Their study, published online by Nature Medicine, strongly suggests that new therapies for victims of strokes could be developed by controlling a molecule involved in passing the signal.
Strokes lead to death or permanent disabilities for millions of people every year when an interruption of the flow of blood to brain cells deprives them of vital oxygen and nutrients. But the fate of the cells seems to depend on what happens next. Scientists discovered that damaged and dying brain cells are very actively using an internal "communications network" known as the NF-kB signalling pathway. Cells have many such networks; their function is usually to switch genes on or off, changing the chemistry and behavior of the cell. Most drugs work by interfering with molecules that play important roles within these networks.
Scientists knew that NF-kB signaling was active in neurons, but its function was unclear. "We had some evidence that in nerve cells, it could trigger a self-destruction program called apoptosis," says Markus Schwaninger of the University of Heidelberg, one of the heads of the project. "If that was the case, the signal could certainly be playing a role in the death of neurons after stroke and other types of brain damage." To address this hypothesis, Schwaninger's group had established a sophisticated method of creating a stroke-like condition in mice, a model that can be used to investigate new therapies.

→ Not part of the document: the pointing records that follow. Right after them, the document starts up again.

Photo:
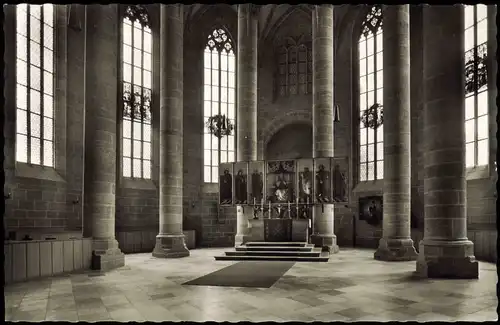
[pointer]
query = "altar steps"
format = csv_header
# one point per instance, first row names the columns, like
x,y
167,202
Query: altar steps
x,y
275,251
277,243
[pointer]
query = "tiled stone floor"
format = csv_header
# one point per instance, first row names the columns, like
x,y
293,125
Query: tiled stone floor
x,y
352,286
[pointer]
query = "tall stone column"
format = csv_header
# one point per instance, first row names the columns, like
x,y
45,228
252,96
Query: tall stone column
x,y
445,250
101,86
246,133
170,239
396,243
322,33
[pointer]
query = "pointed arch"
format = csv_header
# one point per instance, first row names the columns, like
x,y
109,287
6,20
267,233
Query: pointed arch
x,y
219,97
35,69
370,54
136,85
294,74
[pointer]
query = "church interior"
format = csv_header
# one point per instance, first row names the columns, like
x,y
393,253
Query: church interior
x,y
250,162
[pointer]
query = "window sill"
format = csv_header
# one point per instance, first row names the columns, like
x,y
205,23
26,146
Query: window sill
x,y
478,172
38,172
138,184
369,186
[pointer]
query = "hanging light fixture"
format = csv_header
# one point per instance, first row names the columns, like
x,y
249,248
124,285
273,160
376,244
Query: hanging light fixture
x,y
336,114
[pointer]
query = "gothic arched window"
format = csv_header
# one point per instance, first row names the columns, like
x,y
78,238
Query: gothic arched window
x,y
476,92
294,69
371,145
219,98
35,84
136,91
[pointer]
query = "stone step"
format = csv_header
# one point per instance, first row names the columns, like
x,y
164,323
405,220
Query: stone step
x,y
275,243
273,258
274,248
273,253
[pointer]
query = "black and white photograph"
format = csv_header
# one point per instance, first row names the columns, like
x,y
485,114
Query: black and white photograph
x,y
256,187
323,180
241,183
281,181
226,183
231,162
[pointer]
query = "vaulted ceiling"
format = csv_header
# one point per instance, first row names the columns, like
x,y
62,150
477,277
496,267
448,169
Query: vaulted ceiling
x,y
270,16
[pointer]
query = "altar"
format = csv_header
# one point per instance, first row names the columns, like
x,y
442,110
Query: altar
x,y
279,230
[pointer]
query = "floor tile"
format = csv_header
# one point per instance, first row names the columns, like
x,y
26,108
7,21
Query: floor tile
x,y
351,286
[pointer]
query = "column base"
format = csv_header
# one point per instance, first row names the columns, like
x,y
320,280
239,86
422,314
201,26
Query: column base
x,y
447,259
328,243
170,246
395,250
106,255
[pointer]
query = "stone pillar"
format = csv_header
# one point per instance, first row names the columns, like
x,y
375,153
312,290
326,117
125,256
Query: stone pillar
x,y
396,243
101,86
445,250
170,239
322,34
246,132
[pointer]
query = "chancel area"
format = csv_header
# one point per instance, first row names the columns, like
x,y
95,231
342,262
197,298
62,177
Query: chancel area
x,y
170,162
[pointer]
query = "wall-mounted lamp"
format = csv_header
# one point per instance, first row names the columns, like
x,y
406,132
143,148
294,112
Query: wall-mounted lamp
x,y
336,114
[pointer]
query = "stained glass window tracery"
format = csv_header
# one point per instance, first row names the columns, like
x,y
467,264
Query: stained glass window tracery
x,y
35,84
136,93
370,52
476,86
219,98
294,69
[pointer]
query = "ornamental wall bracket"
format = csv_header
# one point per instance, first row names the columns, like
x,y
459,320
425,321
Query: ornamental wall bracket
x,y
476,69
220,125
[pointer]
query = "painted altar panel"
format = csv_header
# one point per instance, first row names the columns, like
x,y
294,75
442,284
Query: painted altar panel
x,y
241,183
280,181
323,180
226,173
371,209
256,182
340,180
305,180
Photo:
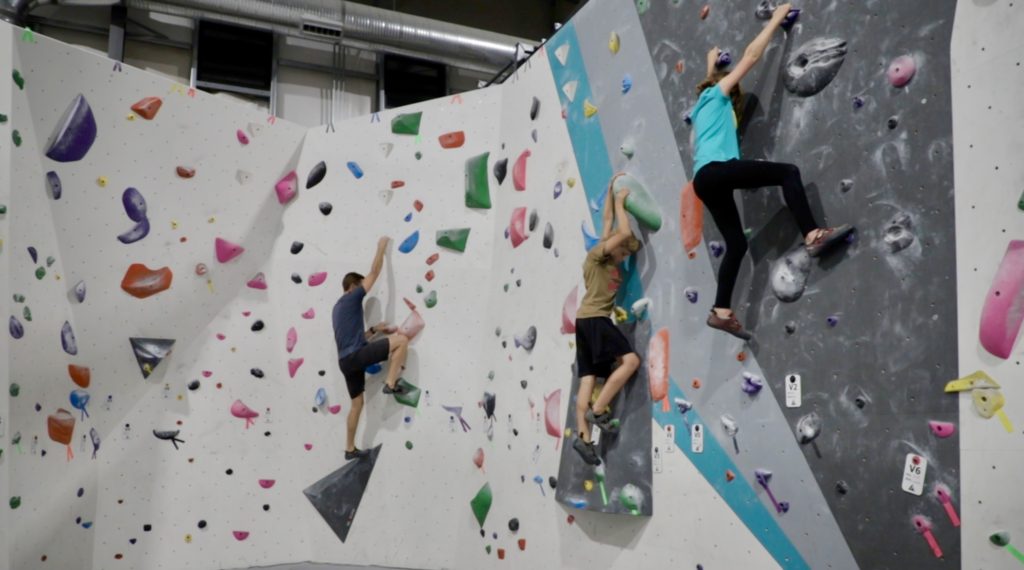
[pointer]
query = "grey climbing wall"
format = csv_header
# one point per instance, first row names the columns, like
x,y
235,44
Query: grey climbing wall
x,y
873,334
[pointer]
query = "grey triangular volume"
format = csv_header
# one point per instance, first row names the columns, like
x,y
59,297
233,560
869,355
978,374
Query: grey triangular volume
x,y
337,496
150,352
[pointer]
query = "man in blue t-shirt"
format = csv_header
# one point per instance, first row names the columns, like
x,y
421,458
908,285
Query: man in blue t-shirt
x,y
355,353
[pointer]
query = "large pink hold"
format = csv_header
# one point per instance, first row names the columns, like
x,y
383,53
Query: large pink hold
x,y
942,429
1004,310
901,71
226,251
293,365
568,311
519,171
552,402
287,187
239,409
517,227
258,281
317,278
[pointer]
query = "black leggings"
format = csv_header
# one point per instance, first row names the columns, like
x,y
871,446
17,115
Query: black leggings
x,y
714,184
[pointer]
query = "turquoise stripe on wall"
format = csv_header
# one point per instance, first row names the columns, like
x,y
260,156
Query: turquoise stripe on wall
x,y
595,171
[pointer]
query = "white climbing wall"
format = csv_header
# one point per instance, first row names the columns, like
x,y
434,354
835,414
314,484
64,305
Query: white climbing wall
x,y
987,59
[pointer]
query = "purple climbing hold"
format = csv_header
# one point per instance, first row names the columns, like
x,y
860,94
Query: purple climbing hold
x,y
75,133
53,183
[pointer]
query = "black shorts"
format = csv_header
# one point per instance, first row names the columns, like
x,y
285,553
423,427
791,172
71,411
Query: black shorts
x,y
354,365
599,343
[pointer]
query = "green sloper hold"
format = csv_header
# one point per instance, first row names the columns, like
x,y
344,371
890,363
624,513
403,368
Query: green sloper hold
x,y
453,238
477,188
407,124
640,203
411,396
481,503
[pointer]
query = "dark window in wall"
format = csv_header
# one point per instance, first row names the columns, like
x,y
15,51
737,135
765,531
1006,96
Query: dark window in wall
x,y
233,56
410,81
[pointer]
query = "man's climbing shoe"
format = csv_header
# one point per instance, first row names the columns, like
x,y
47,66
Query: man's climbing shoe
x,y
826,238
603,421
356,453
586,450
730,325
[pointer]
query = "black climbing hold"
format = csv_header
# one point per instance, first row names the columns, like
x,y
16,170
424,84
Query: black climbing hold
x,y
501,169
316,175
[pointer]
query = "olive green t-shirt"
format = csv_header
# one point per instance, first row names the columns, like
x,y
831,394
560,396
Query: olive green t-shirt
x,y
602,278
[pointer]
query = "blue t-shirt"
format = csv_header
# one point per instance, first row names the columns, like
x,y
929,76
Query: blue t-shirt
x,y
715,122
347,317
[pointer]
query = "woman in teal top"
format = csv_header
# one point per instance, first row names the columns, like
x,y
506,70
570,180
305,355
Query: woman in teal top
x,y
719,171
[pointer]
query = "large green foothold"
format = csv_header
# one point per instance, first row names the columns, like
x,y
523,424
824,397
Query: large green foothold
x,y
643,206
477,188
407,124
481,503
454,239
410,396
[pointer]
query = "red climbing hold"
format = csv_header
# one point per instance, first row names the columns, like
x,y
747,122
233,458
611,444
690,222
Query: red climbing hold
x,y
147,107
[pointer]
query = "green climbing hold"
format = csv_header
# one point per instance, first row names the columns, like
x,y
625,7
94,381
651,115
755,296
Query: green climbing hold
x,y
477,188
481,503
643,206
453,238
410,395
407,124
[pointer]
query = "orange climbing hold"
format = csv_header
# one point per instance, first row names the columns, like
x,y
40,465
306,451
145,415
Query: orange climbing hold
x,y
140,281
80,375
453,139
690,219
147,107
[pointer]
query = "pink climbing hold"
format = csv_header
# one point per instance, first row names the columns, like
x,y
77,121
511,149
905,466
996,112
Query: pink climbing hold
x,y
519,171
901,71
517,227
942,429
317,278
1003,313
226,251
552,403
258,281
293,365
568,311
292,338
657,367
287,187
240,409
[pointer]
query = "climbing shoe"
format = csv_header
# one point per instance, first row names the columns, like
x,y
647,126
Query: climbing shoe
x,y
587,451
826,238
730,325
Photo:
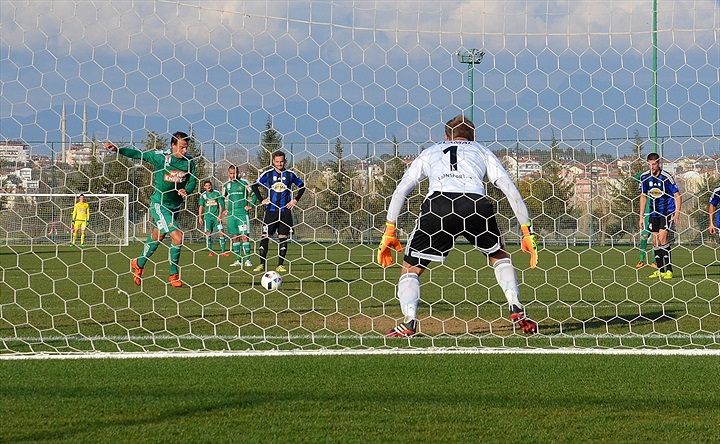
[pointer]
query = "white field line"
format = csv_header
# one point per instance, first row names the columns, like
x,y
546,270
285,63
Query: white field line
x,y
353,351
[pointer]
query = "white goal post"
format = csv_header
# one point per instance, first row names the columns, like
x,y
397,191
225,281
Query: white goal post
x,y
37,219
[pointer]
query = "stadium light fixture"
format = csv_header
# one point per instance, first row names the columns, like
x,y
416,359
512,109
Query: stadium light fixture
x,y
471,58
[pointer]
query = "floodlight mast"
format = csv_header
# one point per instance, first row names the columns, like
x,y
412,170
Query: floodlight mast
x,y
471,58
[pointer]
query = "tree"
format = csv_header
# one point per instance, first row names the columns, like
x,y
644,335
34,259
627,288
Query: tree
x,y
548,197
270,142
624,194
341,203
393,169
154,141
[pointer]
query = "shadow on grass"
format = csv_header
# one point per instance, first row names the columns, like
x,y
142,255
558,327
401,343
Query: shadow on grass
x,y
617,324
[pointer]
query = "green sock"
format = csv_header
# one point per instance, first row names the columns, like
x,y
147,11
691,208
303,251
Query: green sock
x,y
148,250
643,249
174,258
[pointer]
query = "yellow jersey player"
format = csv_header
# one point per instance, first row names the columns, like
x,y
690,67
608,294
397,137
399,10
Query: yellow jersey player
x,y
80,219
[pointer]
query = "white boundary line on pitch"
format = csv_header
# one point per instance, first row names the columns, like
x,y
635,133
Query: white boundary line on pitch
x,y
393,351
167,337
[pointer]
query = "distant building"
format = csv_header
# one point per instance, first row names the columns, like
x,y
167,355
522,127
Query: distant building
x,y
79,155
16,152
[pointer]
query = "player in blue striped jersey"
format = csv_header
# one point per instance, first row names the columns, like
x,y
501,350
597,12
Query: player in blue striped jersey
x,y
660,189
278,207
714,215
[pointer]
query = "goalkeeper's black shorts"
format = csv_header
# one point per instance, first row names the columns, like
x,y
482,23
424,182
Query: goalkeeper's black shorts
x,y
444,217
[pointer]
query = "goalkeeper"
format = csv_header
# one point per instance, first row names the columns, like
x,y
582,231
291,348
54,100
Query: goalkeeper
x,y
173,179
80,219
455,205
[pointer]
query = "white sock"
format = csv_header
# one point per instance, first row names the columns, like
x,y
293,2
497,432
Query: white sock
x,y
409,295
506,277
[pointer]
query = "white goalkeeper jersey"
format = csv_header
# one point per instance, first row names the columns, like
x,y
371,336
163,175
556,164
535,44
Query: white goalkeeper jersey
x,y
453,166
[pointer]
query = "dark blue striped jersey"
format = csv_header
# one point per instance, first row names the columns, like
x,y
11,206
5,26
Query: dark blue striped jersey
x,y
279,187
660,192
715,201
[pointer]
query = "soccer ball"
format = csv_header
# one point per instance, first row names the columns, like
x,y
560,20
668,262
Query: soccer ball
x,y
272,280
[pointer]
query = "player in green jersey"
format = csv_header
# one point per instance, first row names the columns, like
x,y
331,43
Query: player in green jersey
x,y
238,203
210,209
173,179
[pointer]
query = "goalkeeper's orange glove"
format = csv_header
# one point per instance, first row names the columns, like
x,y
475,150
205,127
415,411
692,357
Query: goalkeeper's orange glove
x,y
529,245
387,242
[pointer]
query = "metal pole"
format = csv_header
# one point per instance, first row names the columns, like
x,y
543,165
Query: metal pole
x,y
653,128
471,58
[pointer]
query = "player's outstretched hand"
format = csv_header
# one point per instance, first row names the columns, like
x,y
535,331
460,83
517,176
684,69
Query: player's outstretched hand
x,y
529,244
388,242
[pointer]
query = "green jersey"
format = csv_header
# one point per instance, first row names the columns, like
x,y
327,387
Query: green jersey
x,y
170,175
236,194
213,203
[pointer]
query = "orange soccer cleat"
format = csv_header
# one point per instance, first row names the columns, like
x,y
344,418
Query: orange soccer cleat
x,y
175,280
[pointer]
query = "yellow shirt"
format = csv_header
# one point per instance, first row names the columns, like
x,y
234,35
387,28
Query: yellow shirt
x,y
81,212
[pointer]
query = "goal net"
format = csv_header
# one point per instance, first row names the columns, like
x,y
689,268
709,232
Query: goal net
x,y
37,219
571,96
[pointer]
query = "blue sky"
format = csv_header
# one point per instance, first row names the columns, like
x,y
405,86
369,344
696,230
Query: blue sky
x,y
363,71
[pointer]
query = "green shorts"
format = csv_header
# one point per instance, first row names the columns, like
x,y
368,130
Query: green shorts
x,y
164,218
238,225
212,224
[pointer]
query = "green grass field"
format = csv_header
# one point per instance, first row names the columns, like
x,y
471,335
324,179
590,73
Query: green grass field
x,y
363,399
67,300
63,299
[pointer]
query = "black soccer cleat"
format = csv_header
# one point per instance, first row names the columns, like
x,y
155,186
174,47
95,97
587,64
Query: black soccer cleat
x,y
403,330
527,325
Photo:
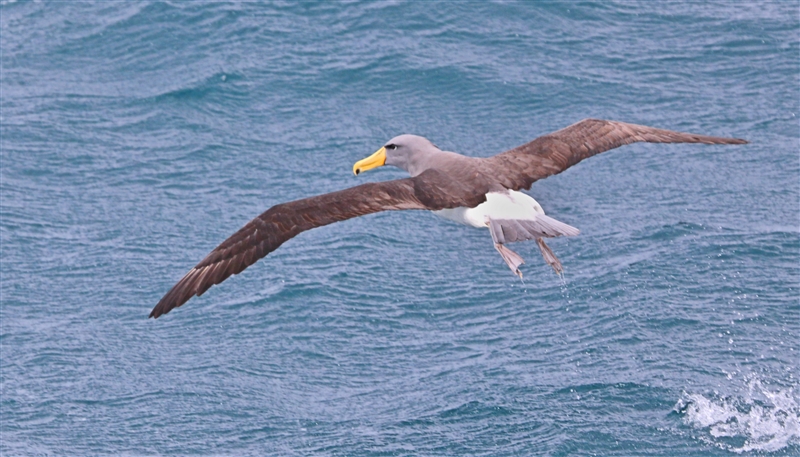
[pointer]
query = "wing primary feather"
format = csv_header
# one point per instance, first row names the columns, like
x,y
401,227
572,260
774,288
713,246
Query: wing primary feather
x,y
282,222
553,153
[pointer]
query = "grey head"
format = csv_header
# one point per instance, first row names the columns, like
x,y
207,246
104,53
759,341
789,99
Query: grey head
x,y
411,153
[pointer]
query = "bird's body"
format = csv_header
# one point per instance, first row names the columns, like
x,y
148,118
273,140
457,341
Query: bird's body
x,y
510,204
479,192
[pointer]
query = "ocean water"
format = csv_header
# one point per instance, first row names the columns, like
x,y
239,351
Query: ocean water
x,y
136,136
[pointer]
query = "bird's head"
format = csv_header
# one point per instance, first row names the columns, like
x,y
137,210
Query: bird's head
x,y
405,151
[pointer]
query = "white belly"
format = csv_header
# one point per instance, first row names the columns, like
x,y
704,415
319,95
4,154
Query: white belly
x,y
505,205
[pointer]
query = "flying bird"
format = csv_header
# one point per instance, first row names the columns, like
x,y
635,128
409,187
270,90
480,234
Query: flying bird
x,y
480,192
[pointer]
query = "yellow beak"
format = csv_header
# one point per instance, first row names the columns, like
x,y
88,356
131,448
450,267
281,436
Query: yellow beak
x,y
374,161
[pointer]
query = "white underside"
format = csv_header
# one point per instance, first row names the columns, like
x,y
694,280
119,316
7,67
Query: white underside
x,y
498,205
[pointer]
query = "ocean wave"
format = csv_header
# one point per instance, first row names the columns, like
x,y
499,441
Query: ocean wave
x,y
764,419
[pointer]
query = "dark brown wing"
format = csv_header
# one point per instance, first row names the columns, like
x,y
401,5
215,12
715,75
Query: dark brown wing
x,y
430,190
553,153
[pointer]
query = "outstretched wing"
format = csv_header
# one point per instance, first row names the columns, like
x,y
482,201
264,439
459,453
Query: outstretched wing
x,y
430,190
553,153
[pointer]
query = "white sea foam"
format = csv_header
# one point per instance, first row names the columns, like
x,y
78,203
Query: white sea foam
x,y
762,419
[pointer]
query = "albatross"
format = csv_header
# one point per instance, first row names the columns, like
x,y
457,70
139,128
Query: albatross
x,y
480,192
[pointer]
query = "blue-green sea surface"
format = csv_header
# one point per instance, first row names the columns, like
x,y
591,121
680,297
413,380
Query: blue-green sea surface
x,y
136,136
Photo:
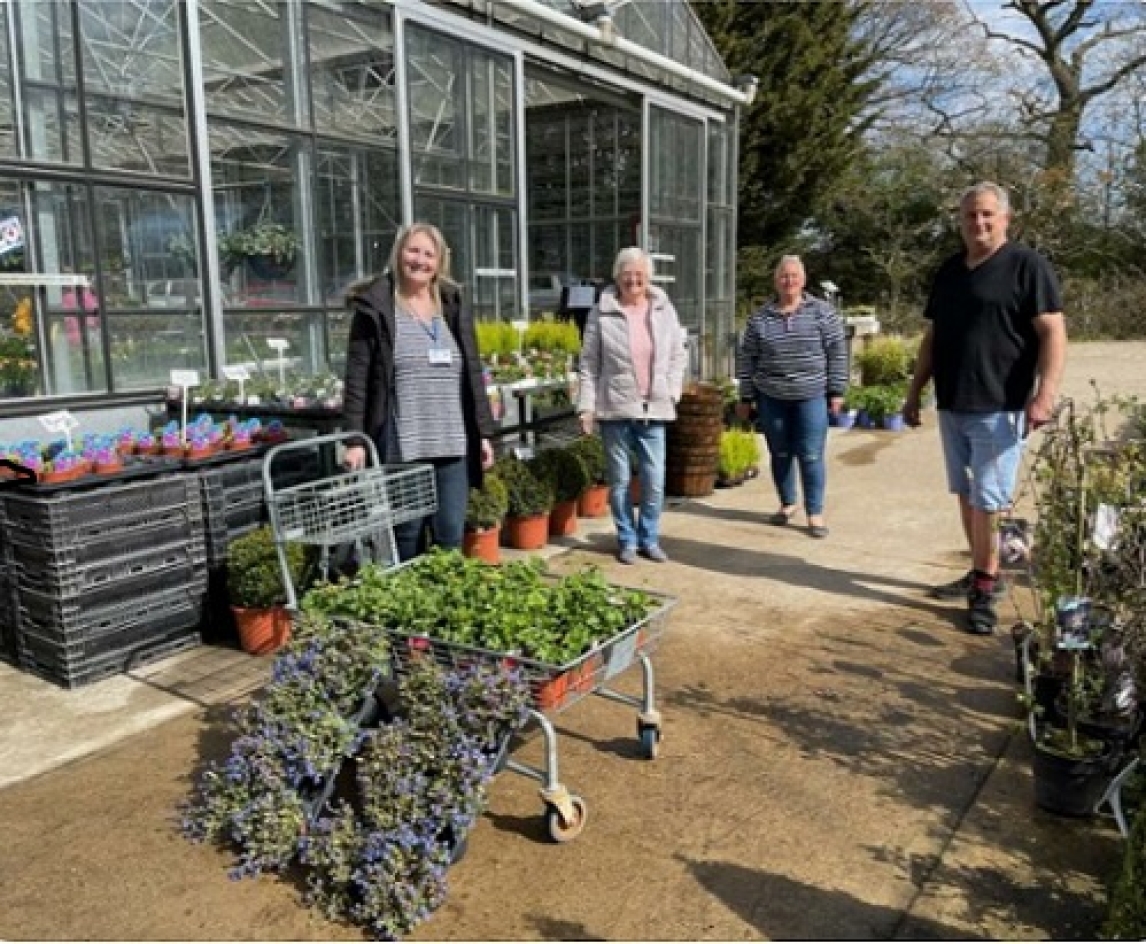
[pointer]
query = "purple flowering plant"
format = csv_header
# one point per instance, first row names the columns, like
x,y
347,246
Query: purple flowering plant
x,y
377,858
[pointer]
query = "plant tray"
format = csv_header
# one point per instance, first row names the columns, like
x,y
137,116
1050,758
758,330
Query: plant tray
x,y
551,687
134,467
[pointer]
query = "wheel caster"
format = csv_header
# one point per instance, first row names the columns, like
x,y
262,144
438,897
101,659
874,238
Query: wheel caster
x,y
562,830
649,734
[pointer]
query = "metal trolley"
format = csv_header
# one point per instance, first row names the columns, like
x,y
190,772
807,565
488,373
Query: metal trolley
x,y
353,510
360,509
552,689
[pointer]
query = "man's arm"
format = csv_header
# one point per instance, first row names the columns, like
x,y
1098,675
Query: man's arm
x,y
1052,356
919,378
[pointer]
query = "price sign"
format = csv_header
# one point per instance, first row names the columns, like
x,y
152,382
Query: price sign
x,y
185,379
280,345
238,372
60,422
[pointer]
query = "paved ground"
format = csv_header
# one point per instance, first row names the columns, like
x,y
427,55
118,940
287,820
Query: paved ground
x,y
840,760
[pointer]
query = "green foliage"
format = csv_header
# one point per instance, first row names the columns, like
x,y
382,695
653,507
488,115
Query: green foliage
x,y
564,471
803,127
878,401
591,451
271,240
739,450
509,608
885,360
253,575
487,505
527,494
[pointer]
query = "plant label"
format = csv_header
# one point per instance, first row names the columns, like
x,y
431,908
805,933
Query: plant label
x,y
185,378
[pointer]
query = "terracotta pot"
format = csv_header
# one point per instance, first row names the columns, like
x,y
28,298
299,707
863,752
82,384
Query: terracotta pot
x,y
594,502
563,519
527,534
263,631
483,545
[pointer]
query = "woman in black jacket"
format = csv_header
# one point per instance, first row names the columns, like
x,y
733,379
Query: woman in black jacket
x,y
414,380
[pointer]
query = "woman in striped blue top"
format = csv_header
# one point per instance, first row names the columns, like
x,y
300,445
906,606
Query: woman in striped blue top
x,y
793,367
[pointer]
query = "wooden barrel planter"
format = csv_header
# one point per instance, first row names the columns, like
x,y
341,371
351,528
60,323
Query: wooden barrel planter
x,y
692,453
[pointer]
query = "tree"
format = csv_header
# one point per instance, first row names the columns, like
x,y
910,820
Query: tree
x,y
807,122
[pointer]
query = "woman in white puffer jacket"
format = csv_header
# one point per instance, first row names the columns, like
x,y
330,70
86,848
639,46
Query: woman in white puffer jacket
x,y
632,375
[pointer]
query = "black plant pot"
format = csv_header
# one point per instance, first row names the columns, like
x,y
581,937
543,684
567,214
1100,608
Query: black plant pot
x,y
1069,786
1048,691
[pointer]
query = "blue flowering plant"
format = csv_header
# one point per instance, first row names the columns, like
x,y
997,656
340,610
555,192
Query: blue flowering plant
x,y
378,855
379,858
289,741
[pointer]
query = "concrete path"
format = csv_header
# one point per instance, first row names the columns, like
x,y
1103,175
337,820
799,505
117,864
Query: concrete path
x,y
840,762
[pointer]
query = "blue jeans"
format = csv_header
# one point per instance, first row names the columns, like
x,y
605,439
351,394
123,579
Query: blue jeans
x,y
447,525
625,439
797,433
982,453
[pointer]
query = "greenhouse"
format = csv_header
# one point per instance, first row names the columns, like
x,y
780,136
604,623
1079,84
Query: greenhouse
x,y
181,182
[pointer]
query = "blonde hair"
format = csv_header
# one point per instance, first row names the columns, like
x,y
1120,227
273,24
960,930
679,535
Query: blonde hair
x,y
441,277
790,260
632,254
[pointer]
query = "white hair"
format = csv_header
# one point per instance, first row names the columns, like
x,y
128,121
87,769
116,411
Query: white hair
x,y
632,254
987,188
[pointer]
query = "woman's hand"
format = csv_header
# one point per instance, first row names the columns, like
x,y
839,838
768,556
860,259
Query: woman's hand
x,y
354,458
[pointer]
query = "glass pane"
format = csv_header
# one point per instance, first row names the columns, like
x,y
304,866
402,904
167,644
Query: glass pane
x,y
437,109
131,50
358,211
246,335
53,125
495,281
7,117
254,175
60,225
128,136
352,69
246,60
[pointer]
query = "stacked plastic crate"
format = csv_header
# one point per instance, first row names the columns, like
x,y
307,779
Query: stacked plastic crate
x,y
106,580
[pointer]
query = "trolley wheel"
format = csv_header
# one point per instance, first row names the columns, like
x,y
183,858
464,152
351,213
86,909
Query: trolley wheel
x,y
566,831
649,734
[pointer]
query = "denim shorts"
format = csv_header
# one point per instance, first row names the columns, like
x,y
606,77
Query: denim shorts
x,y
982,453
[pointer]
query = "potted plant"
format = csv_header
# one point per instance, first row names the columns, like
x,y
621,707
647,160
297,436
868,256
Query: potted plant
x,y
567,476
485,510
256,589
530,502
269,249
594,498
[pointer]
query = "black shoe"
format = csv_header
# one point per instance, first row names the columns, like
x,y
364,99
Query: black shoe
x,y
959,589
981,615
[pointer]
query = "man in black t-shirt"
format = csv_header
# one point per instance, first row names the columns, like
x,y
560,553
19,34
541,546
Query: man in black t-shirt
x,y
996,347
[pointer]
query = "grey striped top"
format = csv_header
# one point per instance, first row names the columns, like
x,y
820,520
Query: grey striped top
x,y
428,398
799,356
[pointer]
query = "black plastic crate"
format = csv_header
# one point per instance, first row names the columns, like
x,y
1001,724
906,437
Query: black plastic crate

What would happen if the activity of NF-kB in neurons were blocked after a stroke? To test this, genetic mouse models were required. The group of Manolis Pasparakis at EMBL's Mouse Biology Unit developed a strain of "conditional knockout" mouse in which a protein called IKK2, which activates NF-kB, can be controlled. The researchers are able to shut down the molecule at any time in neurons. "More common methods of shutting down a gene remove it from all tissues, for an animal's entire life," Pasparakis says. "You can't do that with NF-kB itself – in other types of cells the signal has important functions which are necessary for the animal to survive. So to test our hypotheses about its role in neurons, we needed more precise control of the gene." In parallel, Bernd Baumann and Thomas Wirth at the University of Ulm had generated two additional mouse models, which allow the reversible repression or activation of IKK2 at any time in neurons.